No mapeamento das reservas dos povos indígenas, Sebastião Salgado apresenta os dez grupos com os quais conviveu durante sua jornada de sete anos, além de outras viagens pontuais que fez à região, a última em fevereiro deste ano. Durante as temporadas com cada tribo, incluindo yanonamis, marúbos, yawanawás, o fotógrafo aguardou autorização para cada contato e repetiu um mesmo ritual entre as árvores: pendurava um lençol branco e abria um largo tapete de plástico no chão, pronto para ser enrolado quando chegasse a chuva que cai quase diariamente em toda a região amazônica. Os povos indígenas com os quais Salgado conviveu durante as expedições, incluindo suas principais lideranças, estão registrados nas imagens em exposição, em fotografias para as quais se prepararam pintando o corpo e enfeitando-se com o cocar das cerimônias.







Gaia: Amazônia por Sebastião Salgado:
acima, Tananeloanpikit Vakwë e sua companheira
Tsamavo, da tribo que vive na região do rio Itaquaí,
acima da foz do rio Branco, e tiveram seu primeiro
contato com alguém de fora da tribo em 2015.
Abaixo, crianças do grupo de Vakwë 








Hipótese de Gaia


Amazônia”, a exposição, tem sido classificada como uma experiência mística pela imprensa estrangeira e pelos visitantes. Observando as imagens, a impressão que se tem é que Sebastião Salgado realmente conseguiu registrar e traduzir a beleza e os mistérios da última grande floresta tropical do planeta Terra. A experiência transcendental que emana de suas fotografias tem implicações filosóficas e até teológicas, mas trata-se de um acervo documental de importância política e estética em uma magnitude que ainda não havia sido realizada sobre a imensidão do ecossistema amazônico. E talvez seja, também, um dos melhores exemplos da ecologia profunda – aquele conceito que surgiu desde a década de 1970, a partir da teoria científica conhecida como “hipótese de Gaia”, proposta pelo ambientalista britânico James Lovelock e nomeada em referência ao ser da mitologia grega, Gaia, uma divindade que personificava a Mãe-Terra em suas potencialidades primordiais.

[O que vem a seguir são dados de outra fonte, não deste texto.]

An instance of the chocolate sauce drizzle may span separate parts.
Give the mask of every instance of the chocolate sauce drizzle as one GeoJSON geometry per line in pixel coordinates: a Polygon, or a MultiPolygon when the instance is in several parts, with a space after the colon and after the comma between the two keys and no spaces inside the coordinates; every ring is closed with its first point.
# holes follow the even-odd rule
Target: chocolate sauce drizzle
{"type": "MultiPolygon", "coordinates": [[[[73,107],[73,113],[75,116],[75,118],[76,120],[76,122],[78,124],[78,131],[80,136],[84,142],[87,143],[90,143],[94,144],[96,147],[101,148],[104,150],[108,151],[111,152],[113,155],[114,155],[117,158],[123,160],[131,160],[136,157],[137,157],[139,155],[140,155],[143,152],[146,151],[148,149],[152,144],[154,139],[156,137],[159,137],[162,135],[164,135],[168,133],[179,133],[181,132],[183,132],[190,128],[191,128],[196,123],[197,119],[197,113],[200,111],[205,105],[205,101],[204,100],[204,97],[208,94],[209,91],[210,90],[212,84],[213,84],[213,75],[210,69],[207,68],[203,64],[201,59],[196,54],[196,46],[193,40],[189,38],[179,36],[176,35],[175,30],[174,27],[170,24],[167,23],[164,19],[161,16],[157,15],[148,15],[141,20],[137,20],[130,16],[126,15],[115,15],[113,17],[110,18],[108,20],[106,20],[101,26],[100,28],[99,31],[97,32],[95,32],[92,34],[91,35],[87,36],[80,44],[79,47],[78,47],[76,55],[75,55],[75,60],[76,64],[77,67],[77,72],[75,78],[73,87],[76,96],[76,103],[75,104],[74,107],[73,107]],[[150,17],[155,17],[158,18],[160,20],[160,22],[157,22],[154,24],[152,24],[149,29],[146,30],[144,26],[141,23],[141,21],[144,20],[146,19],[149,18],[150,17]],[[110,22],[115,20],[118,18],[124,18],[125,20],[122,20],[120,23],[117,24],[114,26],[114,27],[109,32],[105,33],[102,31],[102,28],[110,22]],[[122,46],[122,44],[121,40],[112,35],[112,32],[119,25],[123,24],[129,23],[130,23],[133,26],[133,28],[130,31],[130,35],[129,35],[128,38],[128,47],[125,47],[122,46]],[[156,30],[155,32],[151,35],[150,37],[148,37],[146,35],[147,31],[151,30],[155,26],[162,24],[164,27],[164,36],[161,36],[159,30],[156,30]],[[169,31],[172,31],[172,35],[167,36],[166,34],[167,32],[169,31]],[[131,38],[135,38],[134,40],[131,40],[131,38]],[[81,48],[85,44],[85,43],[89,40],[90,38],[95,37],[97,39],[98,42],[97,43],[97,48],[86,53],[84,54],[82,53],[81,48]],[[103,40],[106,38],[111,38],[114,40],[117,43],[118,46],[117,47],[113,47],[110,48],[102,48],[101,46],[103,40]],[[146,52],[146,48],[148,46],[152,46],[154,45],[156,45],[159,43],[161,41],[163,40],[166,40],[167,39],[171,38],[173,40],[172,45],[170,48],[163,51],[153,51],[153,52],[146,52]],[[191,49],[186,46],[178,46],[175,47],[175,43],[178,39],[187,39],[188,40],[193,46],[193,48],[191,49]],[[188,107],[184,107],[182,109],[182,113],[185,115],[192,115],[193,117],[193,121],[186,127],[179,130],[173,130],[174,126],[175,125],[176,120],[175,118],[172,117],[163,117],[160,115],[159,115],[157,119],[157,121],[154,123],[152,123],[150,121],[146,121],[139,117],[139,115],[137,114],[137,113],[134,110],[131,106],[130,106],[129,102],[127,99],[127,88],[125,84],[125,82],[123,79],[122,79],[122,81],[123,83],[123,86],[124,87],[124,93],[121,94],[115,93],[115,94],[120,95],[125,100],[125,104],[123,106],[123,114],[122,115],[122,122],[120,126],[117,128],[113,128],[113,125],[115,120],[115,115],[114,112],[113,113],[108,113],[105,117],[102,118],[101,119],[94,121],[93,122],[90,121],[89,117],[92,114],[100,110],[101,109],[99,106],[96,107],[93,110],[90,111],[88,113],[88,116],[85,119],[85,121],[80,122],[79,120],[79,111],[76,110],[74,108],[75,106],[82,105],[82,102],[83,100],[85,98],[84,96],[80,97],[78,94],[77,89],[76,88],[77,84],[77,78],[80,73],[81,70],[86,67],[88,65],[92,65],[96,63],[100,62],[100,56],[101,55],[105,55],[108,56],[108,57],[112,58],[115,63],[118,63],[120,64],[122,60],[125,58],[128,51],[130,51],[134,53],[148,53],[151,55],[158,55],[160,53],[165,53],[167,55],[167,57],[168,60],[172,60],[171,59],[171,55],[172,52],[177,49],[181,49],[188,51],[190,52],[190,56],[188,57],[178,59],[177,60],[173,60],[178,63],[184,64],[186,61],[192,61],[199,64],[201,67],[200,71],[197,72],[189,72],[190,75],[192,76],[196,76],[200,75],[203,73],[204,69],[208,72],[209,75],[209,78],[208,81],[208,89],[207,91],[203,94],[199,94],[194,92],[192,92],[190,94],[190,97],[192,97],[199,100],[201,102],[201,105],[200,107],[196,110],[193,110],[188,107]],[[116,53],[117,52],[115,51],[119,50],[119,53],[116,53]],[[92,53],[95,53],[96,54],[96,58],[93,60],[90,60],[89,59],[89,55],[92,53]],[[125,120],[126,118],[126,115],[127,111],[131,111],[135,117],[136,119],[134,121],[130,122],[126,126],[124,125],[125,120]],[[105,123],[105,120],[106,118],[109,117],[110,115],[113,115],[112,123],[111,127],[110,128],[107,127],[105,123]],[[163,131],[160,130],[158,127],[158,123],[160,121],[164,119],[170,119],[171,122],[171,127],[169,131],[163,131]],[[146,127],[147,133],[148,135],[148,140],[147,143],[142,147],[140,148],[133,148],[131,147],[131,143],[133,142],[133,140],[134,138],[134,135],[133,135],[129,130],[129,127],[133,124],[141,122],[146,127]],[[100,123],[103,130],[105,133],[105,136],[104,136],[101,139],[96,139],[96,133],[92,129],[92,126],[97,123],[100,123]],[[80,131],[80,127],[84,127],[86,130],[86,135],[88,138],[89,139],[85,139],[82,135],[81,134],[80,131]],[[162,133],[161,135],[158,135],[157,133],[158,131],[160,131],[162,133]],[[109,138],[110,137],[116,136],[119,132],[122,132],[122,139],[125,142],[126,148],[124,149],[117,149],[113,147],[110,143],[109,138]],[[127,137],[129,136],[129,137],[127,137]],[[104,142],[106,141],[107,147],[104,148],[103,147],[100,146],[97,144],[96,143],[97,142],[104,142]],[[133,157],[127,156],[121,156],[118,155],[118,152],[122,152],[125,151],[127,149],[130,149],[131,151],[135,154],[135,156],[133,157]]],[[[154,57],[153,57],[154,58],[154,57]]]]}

Gaia: Amazônia por Sebastião Salgado:
acima, Tupa e Tumi Muxavo, filhos de um
casal da tribo que teve seu primeiro contato com
não indígenas em 1996. Abaixo, Kulutxia, que
teve seu primeiro contato fora da tribo em 2015
e Sebastião Salgado em frente à ampliação de
sua fotografia Xamãs do Xingu, fotografado
por Ueslei Marcelino (Agência Reuters) 









Lovelock, que desde a década de 1960 trabalhava nos comitês científicos da NASA que analisam os parâmetros e possibilidades de vida fora do nosso planeta, passou a desenvolver e defender a teoria segundo a qual a Terra, sua biosfera e seus componentes físicos (atmosfera, criosfera, hidrosfera, litosfera), fazem parte de um complexo e monumental organismo vivo, integrado, planetário e interagente, que mantém as condições climáticas e biogeoquímicas para garantir de forma cooperativa a sobrevivência de todos os seres, incluindo todo o reino vegetal, todo o reino animal e nossa espécie humana. Segundo Lovelock, essa “entidade viva” que é a Terra, que o senso comum também chama de “natureza”, representa nosso mundo físico como uma metáfora para todos os processos biológicos atuantes no planeta.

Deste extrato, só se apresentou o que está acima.